Multi-Modal Nanomedicine for Glioblastoma

Glioblastoma multiforme (GBM) is an aggressive primary neoplasm of the brain that exhibit notable refractivity to standard treatment regimens. Recent large-scale molecular profiling has revealed deregulated molecular networks as potential targets for therapeutic development. MicroRNAs (miRNAs) play major roles in normal developmental processes, and their deregulation significantly contributes to various aspects of carcinogenesis. Nevertheless, in vivo delivery of small interfering RNA (siRNA) and miRNA remains a crucial challenge for their therapeutic success.

We have recently developed a cationic carrier system, which can strongly improve its stability, intracellular trafficking and silencing efficacy. Polyglycerol (PG)-Amine, a water-soluble polyglycerol-based hyperbranched polymer accumulates in the tumor microenvironment due to the enhanced permeability and retention (EPR) effect, and therefore, represents an ideal nanocarrier for antitumor oligonucleotides.

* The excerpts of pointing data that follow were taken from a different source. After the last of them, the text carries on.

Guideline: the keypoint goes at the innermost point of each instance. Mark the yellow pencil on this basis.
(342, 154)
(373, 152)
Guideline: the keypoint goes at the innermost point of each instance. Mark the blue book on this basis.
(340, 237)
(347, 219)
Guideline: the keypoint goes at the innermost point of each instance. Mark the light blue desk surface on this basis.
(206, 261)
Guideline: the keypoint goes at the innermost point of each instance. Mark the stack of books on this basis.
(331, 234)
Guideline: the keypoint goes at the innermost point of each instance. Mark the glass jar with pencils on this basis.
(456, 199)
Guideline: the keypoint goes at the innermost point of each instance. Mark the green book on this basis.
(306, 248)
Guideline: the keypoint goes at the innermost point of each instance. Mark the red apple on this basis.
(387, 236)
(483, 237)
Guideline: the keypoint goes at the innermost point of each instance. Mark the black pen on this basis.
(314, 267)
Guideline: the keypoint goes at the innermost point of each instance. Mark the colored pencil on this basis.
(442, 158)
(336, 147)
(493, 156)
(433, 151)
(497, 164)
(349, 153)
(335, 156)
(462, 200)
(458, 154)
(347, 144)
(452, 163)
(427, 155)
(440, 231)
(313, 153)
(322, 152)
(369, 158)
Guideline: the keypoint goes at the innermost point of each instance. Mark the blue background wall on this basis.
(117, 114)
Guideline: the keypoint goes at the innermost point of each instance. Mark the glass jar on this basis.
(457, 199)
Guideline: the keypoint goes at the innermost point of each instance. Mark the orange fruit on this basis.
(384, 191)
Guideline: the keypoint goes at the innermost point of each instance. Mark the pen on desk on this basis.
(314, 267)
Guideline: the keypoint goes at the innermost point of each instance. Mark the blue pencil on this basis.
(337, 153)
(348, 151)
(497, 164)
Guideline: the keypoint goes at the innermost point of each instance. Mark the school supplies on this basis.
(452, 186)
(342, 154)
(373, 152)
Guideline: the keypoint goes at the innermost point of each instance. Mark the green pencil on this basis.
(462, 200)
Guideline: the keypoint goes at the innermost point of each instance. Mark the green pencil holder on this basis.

Using our novel nanocarrier, we have studied the expression targets and functional effects of miR-34a in several human glioblastoma cell lines and human tissue samples. miR-34a levels inversely correlated to their target gene levels measured in the same cell lines or tissue. Transient transfection of PG-NH₂-miR-34a polyplex into glioblastoma cells strongly inhibited cell proliferation, cell cycle progression, and cell migration. Consequently, we performed an in vivo experiment and achieved a significant tumor growth inhibition following treatment with PG-NH₂-miR-34a polyplex in a human glioblastoma mouse model. We further characterized the synergistic effect of combining PG-NH₂-miR-34a polyplex with chemotherapy and achieved promising results.

Together, our findings show that PG-NH₂ efficiently delivers anticancer miRNAs to glioblastoma cells and their microenvironment and suppresses brain tumor growth. These results suggest that our polyplex could serve as a potential nanomedicine for glioblastoma.